Expression of important factors in gluconeogenesis in primary hepatocytes and spexin gene knockout activated the gluconeogenesis signalling pathway. (A) Spexin inhibited the expression of FoxO1, PGC-1α, PEPCK, G-6-Pase mRNA in primary hepatocytes. (B) Spexin intervention increased the p-FoxO1 Ser256/FoxO1 ratio in primary hepatocytes. (C) Spexin inhibited the protein expression of FoxO1, PGC-1α, PEPCK, and G-6-Pase in primary hepatocytes. (D) The glucose concentration in the culture media of spexin gene knockout HepG2 cells was significantly increased. (E) The mRNA expression of FoxO1, PGC-1α, PEPCK, and G-6-Pase was significantly increased in spexin gene knockdown HepG2 cells. (F) Spexin gene knockdown decreased the Ser256/FoxO1 p-FoxO1 ratio in HepG2 cells. (G) The protein expression of FoxO1, PGC-1α, PEPCK, and G-6-Pase in spexin gene knockdown HepG2 cells was increased. * P < 0.05.
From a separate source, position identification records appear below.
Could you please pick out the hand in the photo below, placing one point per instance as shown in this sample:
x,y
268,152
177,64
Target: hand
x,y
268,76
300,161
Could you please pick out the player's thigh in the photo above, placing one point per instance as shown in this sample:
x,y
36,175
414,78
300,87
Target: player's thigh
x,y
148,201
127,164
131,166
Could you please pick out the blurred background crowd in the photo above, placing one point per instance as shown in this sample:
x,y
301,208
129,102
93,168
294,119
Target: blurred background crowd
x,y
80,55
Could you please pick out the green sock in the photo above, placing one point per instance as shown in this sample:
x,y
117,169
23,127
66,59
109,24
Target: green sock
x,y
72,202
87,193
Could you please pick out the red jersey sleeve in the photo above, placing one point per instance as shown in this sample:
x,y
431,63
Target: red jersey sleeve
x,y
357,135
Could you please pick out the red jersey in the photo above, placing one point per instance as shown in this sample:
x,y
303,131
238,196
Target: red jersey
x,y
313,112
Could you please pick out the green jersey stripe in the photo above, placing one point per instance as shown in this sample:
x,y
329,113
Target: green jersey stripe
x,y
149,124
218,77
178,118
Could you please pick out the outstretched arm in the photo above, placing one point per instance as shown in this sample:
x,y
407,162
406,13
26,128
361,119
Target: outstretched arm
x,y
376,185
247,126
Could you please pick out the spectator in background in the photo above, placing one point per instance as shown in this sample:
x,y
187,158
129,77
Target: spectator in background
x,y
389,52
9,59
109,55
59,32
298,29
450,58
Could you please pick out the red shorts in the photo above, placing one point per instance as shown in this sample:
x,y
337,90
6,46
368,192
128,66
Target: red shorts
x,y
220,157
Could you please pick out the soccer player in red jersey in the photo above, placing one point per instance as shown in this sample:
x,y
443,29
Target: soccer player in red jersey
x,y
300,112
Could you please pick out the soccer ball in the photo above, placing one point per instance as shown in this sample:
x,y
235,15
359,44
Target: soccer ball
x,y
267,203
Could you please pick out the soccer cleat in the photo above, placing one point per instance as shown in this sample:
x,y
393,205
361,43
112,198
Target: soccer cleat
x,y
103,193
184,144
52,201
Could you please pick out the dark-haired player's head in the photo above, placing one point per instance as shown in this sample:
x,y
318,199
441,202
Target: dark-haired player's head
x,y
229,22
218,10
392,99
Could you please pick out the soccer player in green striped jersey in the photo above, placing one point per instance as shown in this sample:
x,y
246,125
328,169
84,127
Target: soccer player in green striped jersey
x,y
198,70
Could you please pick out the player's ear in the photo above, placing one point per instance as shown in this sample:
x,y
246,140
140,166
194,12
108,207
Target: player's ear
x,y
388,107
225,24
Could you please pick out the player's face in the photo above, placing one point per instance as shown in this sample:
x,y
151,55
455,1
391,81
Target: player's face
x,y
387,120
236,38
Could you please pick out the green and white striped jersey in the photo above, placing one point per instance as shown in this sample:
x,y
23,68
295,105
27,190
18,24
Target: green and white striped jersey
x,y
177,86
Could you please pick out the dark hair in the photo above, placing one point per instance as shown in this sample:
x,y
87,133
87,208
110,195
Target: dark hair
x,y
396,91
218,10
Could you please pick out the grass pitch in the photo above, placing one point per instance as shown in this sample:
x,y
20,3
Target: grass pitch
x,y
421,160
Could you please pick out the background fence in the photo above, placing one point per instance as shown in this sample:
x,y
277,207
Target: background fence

We hypothesized that gluconeogenesis should be inhibited when HepG2-IR cells are incubated with spexin if gluconeogenesis is the consequence of decreased spexin levels in HepG2-IR cells. Conversely, gluconeogenesis should increase after spexin expression is disrupted in HepG2 cells. HepG2 cells were cotransfected with a plasmid encoding spexin gene-specific guide RNAs and Cas9 and a plasmid encoding selection genes or transfected with the control CRISPR/Cas9 plasmid alone (control HepG2). The differences in expression were confirmed by ELISA and qRT-PCR (see Supplementary Fig S3A). CRISPR/Cas9-mediated disruption of spexin expression in HepG2 cells resulted in a significant increase of the glucose concentration in the medium (Fig. 6D). Notably, we found that suppression of spexin in HepG2 cells increased the expression of FoxO1, PGC-1α, PEPCK, and G-6-Pase mRNA and protein expression (Fig. 6E, G). In addition, CRISPR/Cas9-mediated disruption of spexin expression in HepG2 cells reduced the p-FoxO1 Ser256/FoxO1 ratio (Fig. 6F, G), indicating a decrease in FoxO1 phosphorylation and an increase of the interaction between FoxO1 and PGC-1 in the nucleus.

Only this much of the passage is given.